Food Plot Success: 10 Quick Steps
Bob McNally 05.23.15
1) Select the site carefully. The plot should be in a good whitetail area, a place animals are not afraid to visit day or night.
2) The site should have good soil, not rocks, and should be well exposed to sun for proper crop growth.
3) Experts say food plots at least a quarter- to one-half acre in size are needed to truly benefit deer. On 200 acres, four to eight such size plots are good. Having a number of small plots is beneficial as hunting pressure is spread out to different sites.
4) Irregularly shaped food plots often attract deer best. An old, unused logging road is a good choice for a food plot if it meanders through woods, particularly on a ridge top where it’s exposed to sun and drains well.
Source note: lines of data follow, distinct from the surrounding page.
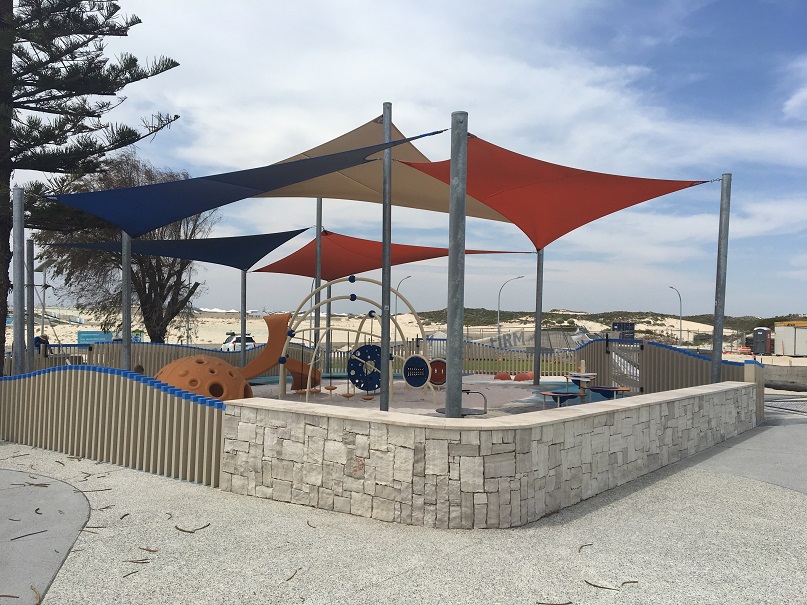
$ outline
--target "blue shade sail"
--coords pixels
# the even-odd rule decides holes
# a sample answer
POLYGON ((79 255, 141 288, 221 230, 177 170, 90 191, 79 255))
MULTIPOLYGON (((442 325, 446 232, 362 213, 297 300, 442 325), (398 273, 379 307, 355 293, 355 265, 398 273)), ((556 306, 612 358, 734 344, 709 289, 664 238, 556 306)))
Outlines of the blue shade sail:
MULTIPOLYGON (((264 235, 242 235, 238 237, 212 237, 187 240, 132 240, 132 254, 182 258, 204 263, 214 263, 248 270, 264 256, 287 241, 300 235, 305 229, 266 233, 264 235)), ((62 248, 104 250, 120 252, 120 241, 77 242, 74 244, 54 244, 62 248)))
POLYGON ((139 237, 200 212, 375 161, 368 157, 384 149, 433 134, 437 132, 313 158, 182 181, 49 197, 66 206, 100 217, 120 227, 132 237, 139 237))

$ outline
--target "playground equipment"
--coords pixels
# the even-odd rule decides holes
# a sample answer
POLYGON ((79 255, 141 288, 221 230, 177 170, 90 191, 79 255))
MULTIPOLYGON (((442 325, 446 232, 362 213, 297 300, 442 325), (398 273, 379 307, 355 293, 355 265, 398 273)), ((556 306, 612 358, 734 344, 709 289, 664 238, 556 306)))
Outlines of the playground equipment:
MULTIPOLYGON (((333 385, 330 368, 323 368, 323 365, 327 365, 323 364, 323 359, 330 355, 330 351, 325 350, 326 344, 332 340, 330 336, 333 332, 339 331, 347 332, 352 337, 349 344, 350 355, 347 361, 347 385, 345 392, 341 393, 343 397, 349 399, 355 396, 357 391, 364 391, 363 398, 372 399, 376 391, 381 388, 382 364, 389 364, 388 367, 391 370, 394 360, 399 360, 402 363, 403 378, 407 386, 411 388, 429 388, 434 394, 434 386, 445 382, 445 361, 442 362, 442 365, 437 364, 436 368, 433 369, 428 356, 420 351, 403 355, 390 353, 389 357, 385 359, 377 342, 380 340, 380 324, 378 330, 374 329, 375 324, 380 321, 377 310, 381 309, 381 305, 378 301, 350 293, 329 296, 316 304, 312 304, 312 301, 316 299, 315 297, 323 290, 330 291, 329 289, 334 286, 355 284, 357 282, 381 286, 381 282, 375 279, 356 277, 355 275, 342 277, 312 290, 293 313, 264 317, 269 328, 269 341, 261 354, 243 368, 244 377, 249 380, 279 364, 278 398, 285 399, 286 397, 286 372, 290 372, 292 375, 292 390, 300 395, 304 394, 306 401, 308 401, 312 392, 319 391, 316 387, 319 387, 322 382, 324 370, 328 373, 329 380, 329 384, 325 386, 325 389, 333 392, 337 390, 337 387, 333 385), (311 326, 309 319, 317 309, 340 300, 362 301, 372 305, 374 309, 371 309, 362 317, 357 328, 333 328, 329 326, 314 328, 311 326), (306 333, 317 334, 316 342, 313 342, 314 338, 310 338, 312 351, 308 363, 289 357, 289 347, 293 339, 302 338, 306 333), (377 334, 379 337, 376 336, 377 334), (434 378, 434 382, 432 378, 434 378)), ((406 305, 408 312, 415 317, 422 335, 423 324, 420 322, 420 318, 412 305, 395 288, 390 288, 390 291, 406 305)), ((393 329, 397 331, 400 340, 405 341, 403 330, 398 324, 397 318, 391 317, 390 319, 393 329)), ((389 376, 390 385, 392 385, 392 371, 389 372, 389 376)))
POLYGON ((241 371, 210 355, 194 355, 172 361, 163 366, 155 378, 172 387, 220 401, 252 397, 252 387, 241 371))

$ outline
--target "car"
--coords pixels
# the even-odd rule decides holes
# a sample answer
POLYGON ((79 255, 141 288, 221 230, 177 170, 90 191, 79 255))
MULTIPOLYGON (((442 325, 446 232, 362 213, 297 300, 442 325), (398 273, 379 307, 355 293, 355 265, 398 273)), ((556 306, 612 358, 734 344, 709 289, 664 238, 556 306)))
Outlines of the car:
MULTIPOLYGON (((252 338, 250 334, 247 334, 244 337, 244 342, 246 343, 245 350, 249 351, 250 349, 255 348, 255 339, 252 338)), ((236 334, 235 332, 227 332, 227 339, 221 345, 222 351, 240 351, 241 350, 241 335, 236 334)))

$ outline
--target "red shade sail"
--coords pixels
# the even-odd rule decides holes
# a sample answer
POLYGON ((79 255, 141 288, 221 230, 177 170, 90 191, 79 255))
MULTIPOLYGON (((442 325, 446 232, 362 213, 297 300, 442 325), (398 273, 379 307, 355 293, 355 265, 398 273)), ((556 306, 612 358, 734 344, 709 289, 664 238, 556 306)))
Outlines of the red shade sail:
MULTIPOLYGON (((466 250, 466 254, 529 254, 526 252, 497 252, 494 250, 466 250)), ((286 273, 316 277, 317 242, 313 240, 279 261, 255 269, 254 272, 286 273)), ((340 235, 332 231, 322 232, 322 269, 325 281, 372 271, 381 268, 381 242, 340 235)), ((448 248, 392 244, 390 261, 403 265, 429 258, 448 256, 448 248)))
MULTIPOLYGON (((444 183, 449 160, 406 162, 444 183)), ((505 216, 540 249, 591 221, 706 181, 667 181, 550 164, 468 135, 467 194, 505 216)))

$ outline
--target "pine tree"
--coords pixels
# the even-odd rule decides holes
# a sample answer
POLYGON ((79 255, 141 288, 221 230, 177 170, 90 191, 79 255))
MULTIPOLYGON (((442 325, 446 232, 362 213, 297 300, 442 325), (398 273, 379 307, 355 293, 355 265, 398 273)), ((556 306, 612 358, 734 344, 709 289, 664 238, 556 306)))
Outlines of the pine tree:
MULTIPOLYGON (((129 84, 178 65, 159 57, 141 65, 123 53, 110 60, 105 39, 140 23, 105 0, 0 0, 0 321, 8 316, 11 280, 11 180, 15 170, 91 174, 104 154, 169 126, 157 113, 141 128, 110 123, 129 84), (16 5, 16 6, 15 6, 16 5)), ((0 333, 5 348, 5 330, 0 333)), ((0 371, 2 370, 0 358, 0 371)))

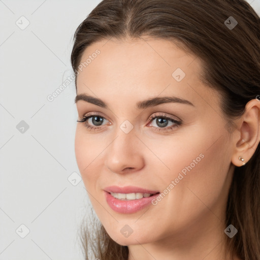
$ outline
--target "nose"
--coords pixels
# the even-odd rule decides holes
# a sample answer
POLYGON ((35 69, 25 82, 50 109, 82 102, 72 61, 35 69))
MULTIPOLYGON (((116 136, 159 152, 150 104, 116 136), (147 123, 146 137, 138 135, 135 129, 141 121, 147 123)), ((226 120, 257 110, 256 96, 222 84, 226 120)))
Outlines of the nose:
POLYGON ((119 128, 116 135, 106 149, 106 166, 111 172, 119 174, 141 170, 144 166, 143 144, 136 136, 134 129, 125 134, 119 128))

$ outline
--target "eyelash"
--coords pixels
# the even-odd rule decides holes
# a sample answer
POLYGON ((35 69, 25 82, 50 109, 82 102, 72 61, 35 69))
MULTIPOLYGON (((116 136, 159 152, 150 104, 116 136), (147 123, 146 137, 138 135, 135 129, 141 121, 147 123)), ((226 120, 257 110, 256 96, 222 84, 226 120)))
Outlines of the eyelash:
MULTIPOLYGON (((84 116, 82 118, 77 120, 77 122, 79 122, 80 123, 85 123, 85 126, 87 128, 87 129, 89 129, 90 131, 98 131, 99 129, 101 128, 102 126, 92 126, 90 125, 87 123, 87 121, 89 118, 91 118, 91 117, 93 117, 94 116, 97 116, 98 117, 105 119, 107 120, 104 117, 101 116, 101 115, 99 115, 98 114, 91 114, 88 116, 84 116)), ((155 128, 156 129, 154 129, 155 131, 169 131, 172 130, 173 128, 175 127, 178 127, 180 125, 181 125, 182 123, 182 122, 181 121, 178 121, 176 119, 174 119, 172 118, 169 117, 166 114, 164 113, 161 113, 159 115, 152 115, 149 118, 149 122, 152 122, 154 119, 155 118, 163 118, 164 119, 167 119, 169 120, 170 121, 172 122, 172 123, 174 123, 175 125, 172 125, 171 126, 167 127, 155 127, 155 126, 152 126, 152 128, 155 128)), ((150 123, 149 123, 150 124, 150 123)))

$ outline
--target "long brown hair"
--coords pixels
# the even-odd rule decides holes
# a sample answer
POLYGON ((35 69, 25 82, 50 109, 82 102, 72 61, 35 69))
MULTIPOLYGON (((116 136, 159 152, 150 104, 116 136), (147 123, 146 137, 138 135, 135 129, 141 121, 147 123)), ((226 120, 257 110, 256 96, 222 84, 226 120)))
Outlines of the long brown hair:
MULTIPOLYGON (((172 41, 201 59, 203 80, 222 94, 228 122, 260 96, 260 18, 244 0, 104 0, 75 32, 71 54, 75 75, 83 52, 92 43, 143 36, 172 41), (228 19, 233 18, 238 24, 231 28, 228 19)), ((226 236, 232 255, 260 260, 259 144, 246 165, 235 167, 226 223, 239 231, 232 239, 226 236)), ((100 223, 95 228, 96 235, 91 237, 88 227, 82 227, 86 259, 90 254, 100 260, 128 259, 127 246, 112 240, 100 223)))

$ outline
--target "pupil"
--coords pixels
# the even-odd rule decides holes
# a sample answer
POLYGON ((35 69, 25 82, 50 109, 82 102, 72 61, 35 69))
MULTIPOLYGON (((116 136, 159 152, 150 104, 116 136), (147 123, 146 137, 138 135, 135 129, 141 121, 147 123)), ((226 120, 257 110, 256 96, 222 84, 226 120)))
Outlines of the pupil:
POLYGON ((92 118, 92 122, 94 125, 99 126, 102 124, 102 122, 103 121, 103 119, 102 117, 100 117, 100 116, 93 116, 92 118), (99 119, 100 118, 100 119, 99 119), (95 120, 98 122, 98 124, 95 124, 95 122, 94 120, 95 120))
POLYGON ((161 117, 159 117, 156 119, 156 123, 159 126, 166 126, 167 124, 168 124, 168 119, 167 119, 166 118, 162 118, 161 117))

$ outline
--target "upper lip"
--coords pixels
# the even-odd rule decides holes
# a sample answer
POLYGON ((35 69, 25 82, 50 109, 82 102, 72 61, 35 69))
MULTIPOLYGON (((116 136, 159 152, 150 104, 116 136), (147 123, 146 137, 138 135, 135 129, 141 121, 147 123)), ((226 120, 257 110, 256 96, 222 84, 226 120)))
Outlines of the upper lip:
POLYGON ((141 188, 135 186, 126 186, 125 187, 119 187, 118 186, 110 186, 104 189, 105 191, 108 192, 115 193, 149 193, 150 194, 155 194, 159 192, 158 190, 151 190, 146 188, 141 188))

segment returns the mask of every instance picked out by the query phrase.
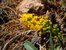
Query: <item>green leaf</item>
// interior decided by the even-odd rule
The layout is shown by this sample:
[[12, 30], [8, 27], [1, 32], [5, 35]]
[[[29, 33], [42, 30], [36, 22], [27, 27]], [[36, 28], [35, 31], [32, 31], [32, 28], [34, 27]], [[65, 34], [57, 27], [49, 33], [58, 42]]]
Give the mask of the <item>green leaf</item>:
[[38, 50], [30, 41], [25, 41], [23, 45], [26, 50]]

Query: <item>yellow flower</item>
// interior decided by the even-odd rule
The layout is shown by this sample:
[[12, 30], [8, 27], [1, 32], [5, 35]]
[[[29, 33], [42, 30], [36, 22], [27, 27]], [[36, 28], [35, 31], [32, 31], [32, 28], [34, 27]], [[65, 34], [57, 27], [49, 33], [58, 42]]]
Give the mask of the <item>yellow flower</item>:
[[21, 16], [20, 23], [24, 23], [27, 27], [29, 27], [28, 29], [31, 30], [41, 30], [42, 27], [46, 27], [45, 29], [48, 29], [46, 24], [47, 22], [51, 23], [47, 16], [42, 17], [29, 13], [24, 13], [21, 14], [20, 16]]

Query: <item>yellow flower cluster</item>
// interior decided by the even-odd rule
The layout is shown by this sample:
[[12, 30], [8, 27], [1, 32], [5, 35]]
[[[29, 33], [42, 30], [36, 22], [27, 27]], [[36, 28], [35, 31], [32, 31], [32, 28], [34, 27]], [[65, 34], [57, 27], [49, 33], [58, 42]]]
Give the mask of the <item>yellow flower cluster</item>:
[[[50, 22], [47, 16], [37, 16], [35, 14], [24, 13], [20, 15], [20, 23], [26, 25], [30, 30], [41, 30], [45, 25]], [[50, 22], [51, 24], [51, 22]], [[47, 28], [47, 27], [45, 27]]]

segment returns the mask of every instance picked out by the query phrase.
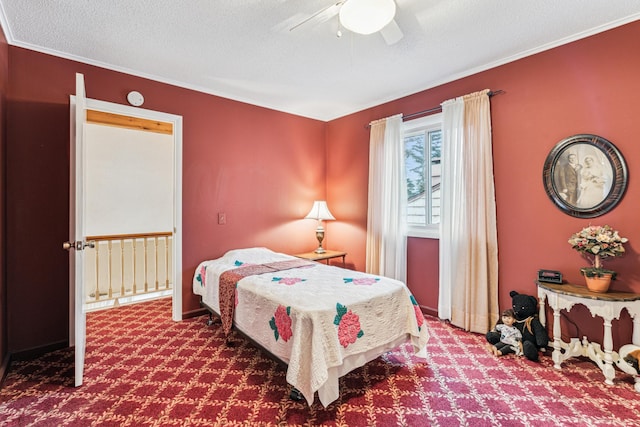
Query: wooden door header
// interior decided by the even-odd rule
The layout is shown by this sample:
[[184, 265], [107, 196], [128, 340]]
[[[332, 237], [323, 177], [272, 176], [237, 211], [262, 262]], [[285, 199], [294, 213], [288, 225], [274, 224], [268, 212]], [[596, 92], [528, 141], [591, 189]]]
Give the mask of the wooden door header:
[[173, 135], [173, 124], [104, 111], [87, 110], [87, 123]]

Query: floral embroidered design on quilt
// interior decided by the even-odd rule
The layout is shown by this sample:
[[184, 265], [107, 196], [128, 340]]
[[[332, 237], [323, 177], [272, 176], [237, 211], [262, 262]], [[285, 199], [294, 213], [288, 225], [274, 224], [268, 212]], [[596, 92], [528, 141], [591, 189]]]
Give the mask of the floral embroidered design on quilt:
[[307, 279], [301, 279], [299, 277], [274, 277], [271, 279], [272, 282], [280, 283], [281, 285], [295, 285], [299, 282], [304, 282]]
[[291, 307], [279, 305], [269, 321], [269, 326], [273, 329], [273, 335], [276, 341], [278, 341], [279, 338], [282, 338], [284, 342], [289, 341], [289, 338], [293, 335], [291, 331]]
[[379, 277], [345, 277], [344, 283], [353, 283], [354, 285], [373, 285], [379, 280]]
[[206, 286], [206, 283], [204, 282], [204, 278], [206, 277], [206, 275], [207, 275], [207, 266], [203, 265], [202, 267], [200, 267], [200, 271], [196, 276], [196, 280], [200, 282], [200, 286], [202, 286], [203, 288]]
[[336, 303], [336, 311], [338, 314], [336, 314], [333, 324], [338, 326], [340, 345], [347, 348], [364, 335], [360, 328], [360, 317], [353, 311], [347, 310], [347, 307], [340, 303]]
[[413, 304], [413, 311], [416, 313], [416, 320], [418, 321], [418, 331], [420, 331], [422, 329], [422, 325], [424, 325], [424, 314], [422, 314], [418, 301], [416, 301], [413, 295], [411, 295], [411, 304]]

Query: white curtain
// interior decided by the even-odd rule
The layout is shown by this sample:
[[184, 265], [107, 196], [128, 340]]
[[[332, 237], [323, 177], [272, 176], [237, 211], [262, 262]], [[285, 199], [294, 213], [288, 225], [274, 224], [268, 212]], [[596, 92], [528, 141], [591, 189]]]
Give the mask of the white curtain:
[[438, 315], [486, 333], [498, 319], [498, 237], [489, 91], [442, 104]]
[[366, 271], [406, 282], [407, 190], [402, 115], [371, 123]]

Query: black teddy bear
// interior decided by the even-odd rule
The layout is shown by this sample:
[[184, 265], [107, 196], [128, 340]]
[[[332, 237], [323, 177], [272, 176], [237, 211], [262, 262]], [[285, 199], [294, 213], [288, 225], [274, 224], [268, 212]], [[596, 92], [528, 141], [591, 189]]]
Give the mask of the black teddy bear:
[[[531, 295], [511, 291], [513, 312], [516, 315], [514, 326], [522, 333], [522, 353], [529, 360], [538, 360], [538, 350], [546, 349], [549, 344], [547, 330], [538, 319], [538, 300]], [[500, 322], [500, 321], [499, 321]], [[500, 332], [487, 332], [487, 341], [495, 345], [500, 342]]]

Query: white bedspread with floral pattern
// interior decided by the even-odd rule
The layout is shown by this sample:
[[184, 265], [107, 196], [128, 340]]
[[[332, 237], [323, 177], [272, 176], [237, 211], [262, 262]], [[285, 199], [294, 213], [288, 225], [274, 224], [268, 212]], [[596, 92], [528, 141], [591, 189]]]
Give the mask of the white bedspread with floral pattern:
[[[247, 264], [296, 259], [266, 248], [238, 249], [202, 262], [193, 291], [219, 313], [220, 275]], [[426, 354], [424, 317], [405, 284], [314, 263], [237, 283], [234, 325], [288, 364], [287, 382], [313, 403], [339, 396], [338, 378], [402, 342]]]

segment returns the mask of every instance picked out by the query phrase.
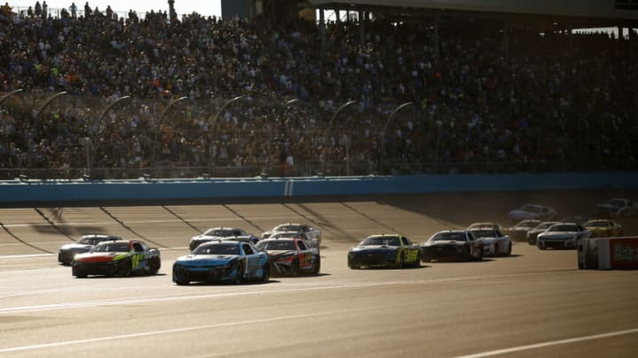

5) Proper soil preparation is important. Tilling the ground with a plow or harrow is good, which can be done by hand or with an ATV.
6) Test the soil by taking a sample of food plot earth to a county agricultural agent or to a local college. They’ll recommend lime and fertilizer.
7) Learn what types of plants work best for your soil and area of the country. What grows well in Texas isn’t what necessarily works in Pennsylvania or Wisconsin.
8) Food plots are best for deer when used year-round by animals. Plant suitable crops in spring and fall so deer get the most nutrition from the site.
9) Keep records of what you plant, when, weather and soil conditions, successes, and failures. It saves money and time over the long haul.
10) Consider planting honeysuckle, persimmons, apples, and other deer foods around plot perimeters. Such plants do well on “edge” openings and provide deer additional food for not much more effort.